Why don’t you speak with a lawyer licensed in your state? I would think your chances of having a valid lawsuit are slim and none – but why ask strangers on the Internet when you can speak with someone who actually knows?
The law does not right all wrongs. Neither a lawsuit or a tell-all book will undo what has been done to you. Go ahead if you feel you need to, but understand that the people you want to hurt wont care what you have to say anyway.
In order to prove defamation you will have to prove that she made inaccurate factual statements about you. Not that she told people her negative opinions but that the statements were factual and she knew those factual statements to be wrong. Also that the statements were not vulgar abuse and she intended the statements to be taken literally and they were not made in a fit of anger. If you do prove all of that you will then have to prove that the slander caused you actual harm.
I have no legal training at atll, but I would be shocked if you could get a lawyer to represent you or a court to hear this case.
Living well is the best revenge.
No-one cares about your theory of “how the environment affects our personality and development”. If you want to write a memoir, write a memoir, and let other people reach the conclusions.
But chances are no-one will read your memoir unless you are an unusually talented writer or famous in some other regard.

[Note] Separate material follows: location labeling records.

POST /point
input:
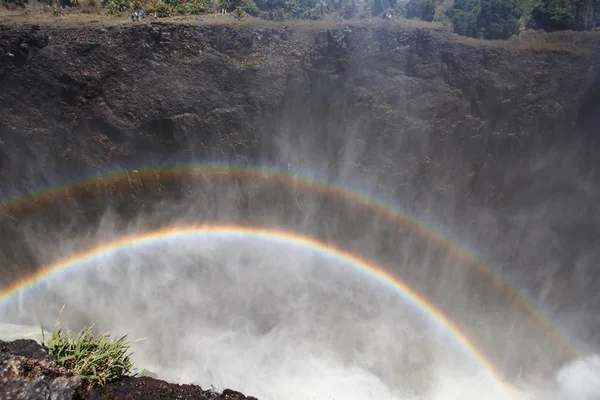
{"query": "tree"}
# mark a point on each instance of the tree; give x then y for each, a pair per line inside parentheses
(424, 9)
(465, 24)
(500, 19)
(553, 15)
(472, 6)
(464, 15)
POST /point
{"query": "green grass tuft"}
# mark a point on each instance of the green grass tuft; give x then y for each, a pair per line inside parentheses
(96, 359)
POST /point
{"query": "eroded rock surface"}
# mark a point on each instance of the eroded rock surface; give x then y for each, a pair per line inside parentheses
(28, 372)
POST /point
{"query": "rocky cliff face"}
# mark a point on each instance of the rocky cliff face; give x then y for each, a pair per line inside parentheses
(27, 371)
(498, 142)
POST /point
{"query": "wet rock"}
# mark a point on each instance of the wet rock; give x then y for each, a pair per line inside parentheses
(27, 371)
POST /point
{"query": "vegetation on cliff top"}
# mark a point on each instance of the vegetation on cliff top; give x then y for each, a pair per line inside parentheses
(487, 19)
(96, 359)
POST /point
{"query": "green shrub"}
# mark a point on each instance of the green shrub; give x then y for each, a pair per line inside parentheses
(251, 8)
(95, 359)
(500, 19)
(424, 9)
(162, 10)
(13, 3)
(552, 15)
(472, 6)
(116, 7)
(465, 24)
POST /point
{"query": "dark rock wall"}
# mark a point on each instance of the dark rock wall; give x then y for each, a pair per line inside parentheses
(497, 144)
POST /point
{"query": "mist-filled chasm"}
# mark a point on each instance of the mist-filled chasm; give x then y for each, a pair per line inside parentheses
(295, 292)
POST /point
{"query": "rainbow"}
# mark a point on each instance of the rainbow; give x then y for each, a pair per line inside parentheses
(242, 232)
(40, 198)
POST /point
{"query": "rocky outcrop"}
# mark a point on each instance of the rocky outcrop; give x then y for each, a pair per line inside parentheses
(28, 372)
(499, 142)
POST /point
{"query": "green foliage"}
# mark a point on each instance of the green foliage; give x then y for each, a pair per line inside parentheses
(161, 9)
(116, 7)
(12, 3)
(251, 8)
(500, 19)
(424, 9)
(471, 6)
(497, 19)
(465, 24)
(552, 15)
(95, 359)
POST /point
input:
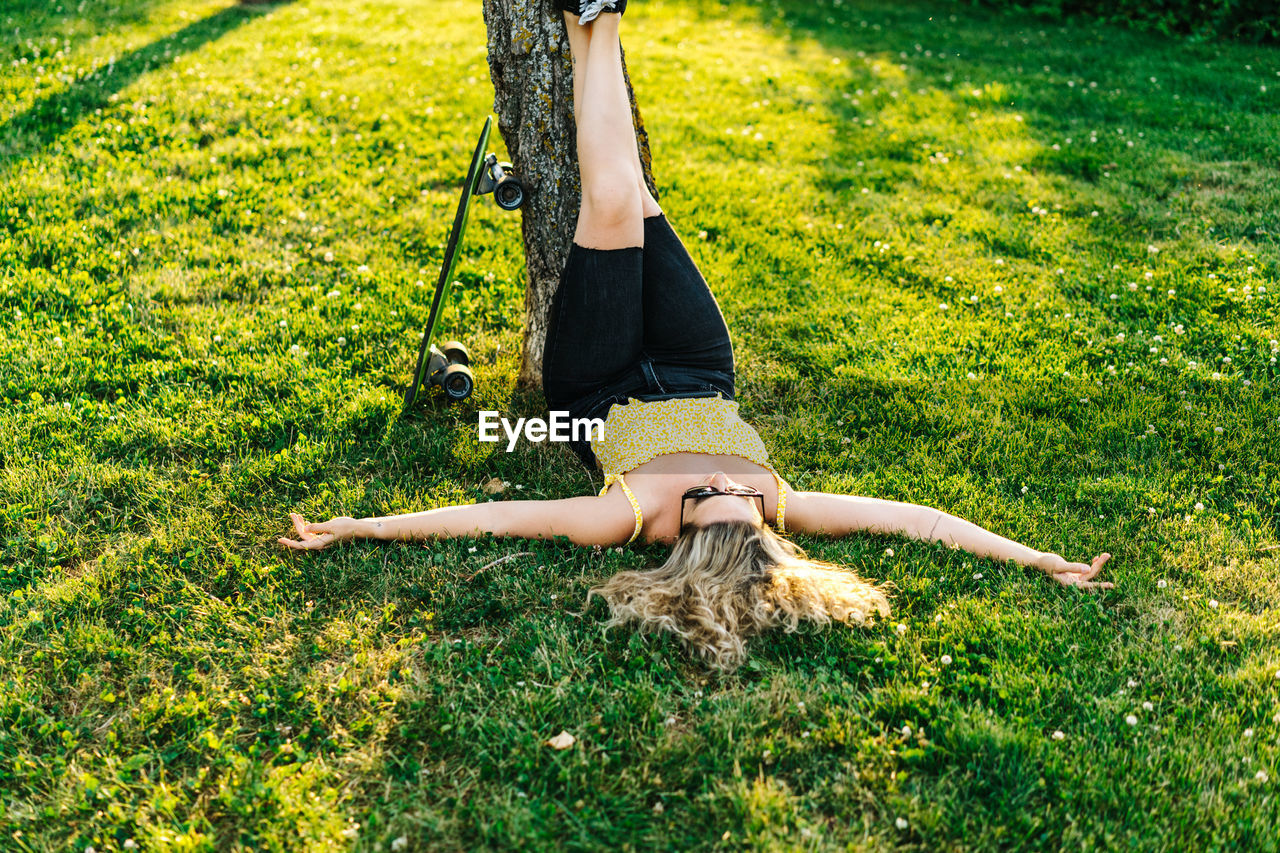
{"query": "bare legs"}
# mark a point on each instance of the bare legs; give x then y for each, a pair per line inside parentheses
(615, 197)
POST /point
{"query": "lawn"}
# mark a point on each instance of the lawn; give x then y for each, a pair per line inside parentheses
(1020, 272)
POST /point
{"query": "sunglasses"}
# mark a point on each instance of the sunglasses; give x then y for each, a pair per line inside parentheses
(699, 493)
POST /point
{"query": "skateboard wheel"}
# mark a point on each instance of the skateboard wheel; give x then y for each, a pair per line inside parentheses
(455, 352)
(510, 194)
(457, 382)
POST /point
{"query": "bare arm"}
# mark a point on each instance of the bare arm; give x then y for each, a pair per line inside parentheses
(842, 514)
(585, 520)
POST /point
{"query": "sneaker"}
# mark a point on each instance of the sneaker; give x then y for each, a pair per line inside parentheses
(589, 10)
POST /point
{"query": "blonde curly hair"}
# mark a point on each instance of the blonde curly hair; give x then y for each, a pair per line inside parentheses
(728, 580)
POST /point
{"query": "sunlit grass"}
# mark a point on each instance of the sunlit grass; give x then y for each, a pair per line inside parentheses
(213, 227)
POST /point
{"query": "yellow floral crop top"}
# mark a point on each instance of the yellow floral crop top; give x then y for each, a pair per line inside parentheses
(639, 432)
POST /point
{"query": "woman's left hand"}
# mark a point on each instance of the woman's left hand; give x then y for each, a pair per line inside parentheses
(312, 537)
(1074, 574)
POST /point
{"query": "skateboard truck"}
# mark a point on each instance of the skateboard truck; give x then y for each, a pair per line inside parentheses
(508, 191)
(447, 369)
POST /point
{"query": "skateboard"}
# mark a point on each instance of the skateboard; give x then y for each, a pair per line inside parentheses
(447, 365)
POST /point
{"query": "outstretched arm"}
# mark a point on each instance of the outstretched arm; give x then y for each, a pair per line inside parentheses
(842, 514)
(585, 520)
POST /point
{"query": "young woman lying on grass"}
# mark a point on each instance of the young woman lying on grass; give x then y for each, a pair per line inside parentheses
(636, 338)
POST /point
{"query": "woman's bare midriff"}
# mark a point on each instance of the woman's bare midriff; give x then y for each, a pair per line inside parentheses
(659, 484)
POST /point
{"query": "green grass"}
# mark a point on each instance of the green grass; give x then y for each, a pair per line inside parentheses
(243, 182)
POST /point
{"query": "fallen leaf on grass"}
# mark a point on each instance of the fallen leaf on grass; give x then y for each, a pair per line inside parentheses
(563, 740)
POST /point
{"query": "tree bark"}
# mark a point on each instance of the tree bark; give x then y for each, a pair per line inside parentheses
(533, 81)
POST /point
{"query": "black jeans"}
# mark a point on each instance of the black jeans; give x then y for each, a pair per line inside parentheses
(634, 323)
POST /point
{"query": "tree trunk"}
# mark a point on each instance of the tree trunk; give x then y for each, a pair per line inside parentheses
(533, 81)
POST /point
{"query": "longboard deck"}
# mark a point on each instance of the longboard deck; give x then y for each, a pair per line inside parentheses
(451, 256)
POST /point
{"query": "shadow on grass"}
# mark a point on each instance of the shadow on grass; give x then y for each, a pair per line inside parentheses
(30, 132)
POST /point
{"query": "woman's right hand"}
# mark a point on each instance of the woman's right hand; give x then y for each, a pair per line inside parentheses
(314, 537)
(1074, 574)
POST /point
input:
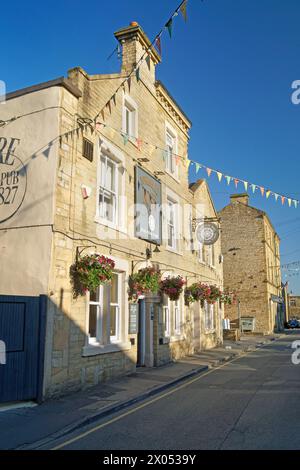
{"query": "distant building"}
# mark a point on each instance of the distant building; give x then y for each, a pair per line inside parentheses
(250, 246)
(294, 306)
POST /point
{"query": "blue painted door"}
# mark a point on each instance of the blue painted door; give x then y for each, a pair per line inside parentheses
(22, 333)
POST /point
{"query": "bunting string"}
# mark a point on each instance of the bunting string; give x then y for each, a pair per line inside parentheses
(256, 188)
(146, 56)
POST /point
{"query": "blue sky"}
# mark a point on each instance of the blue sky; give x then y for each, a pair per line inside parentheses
(230, 68)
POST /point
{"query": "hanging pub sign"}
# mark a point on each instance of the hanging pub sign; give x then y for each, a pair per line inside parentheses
(147, 207)
(207, 233)
(13, 179)
(133, 318)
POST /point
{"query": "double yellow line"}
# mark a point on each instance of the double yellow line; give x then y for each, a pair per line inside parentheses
(144, 405)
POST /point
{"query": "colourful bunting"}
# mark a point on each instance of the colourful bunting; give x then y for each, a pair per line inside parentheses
(220, 176)
(158, 44)
(183, 10)
(169, 25)
(137, 74)
(148, 61)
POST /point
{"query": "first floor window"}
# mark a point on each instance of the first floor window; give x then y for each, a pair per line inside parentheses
(108, 189)
(171, 224)
(177, 318)
(104, 322)
(209, 313)
(167, 322)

Don’t forget, a common reaction of people who are being sued is to countersue. So you could sue your stepmother for defamation, only to have her turn around and sue you for defaming her in your lawsuit. For that matter, you could publish a memoir calling her a liar and abuser, and she could then sue you for libel.
A lot of people have had unhappy childhoods and will carry scars, both physical and psychological, with them the rest of their lives. I wish I could say that most people had happy childhoods and enjoy their families, but I think that that is not the case.
You say your step mother has turned the rest of your family against you. She may have the influence of status within the family and other may well be inclined to believe her regardless of how much evidence is exposed through either a memoir or a lawsuit. In their eyes you may come off as whiny and vindictive.
You can not control what other people think of you and you can’t make people like or love you.
Now is the time to move forward and take control of your life. Don’t look towards the past, but to the future. Move on both psychologically and physically. Take a hiatus from your family and move someplace where you make new friends. Find what makes you happy and pursue that with an eye always on the future.
You sound like a huge drama queen. Your memoir-expose revenge plan is supremely idiotic. Many of us have had toxic parents, relatives or SOs screwing up our lives when we were kids. It happens. You get over it by living well as an adult and not indulging childish fantasies of revenge.
Stop dwelling on whippings you got at age 10. It’s mentally dysfunctional. You need to move on. Don’t you have concrete, productive things to do in your life as an adult man? This silly plan will yield nothing but wasted time and high drama.
I think it’s weird that you seem to blame your stepmother for your father beating you. A lawsuit sounds like a waste of your mental energy. Better spend that on some good therapy.
Thanks for the helpful advice and by making me feel welcome.
I think I needed to hear this from others that were not afraid to tell me straight instead of telling me something they thought they wanted me to hear.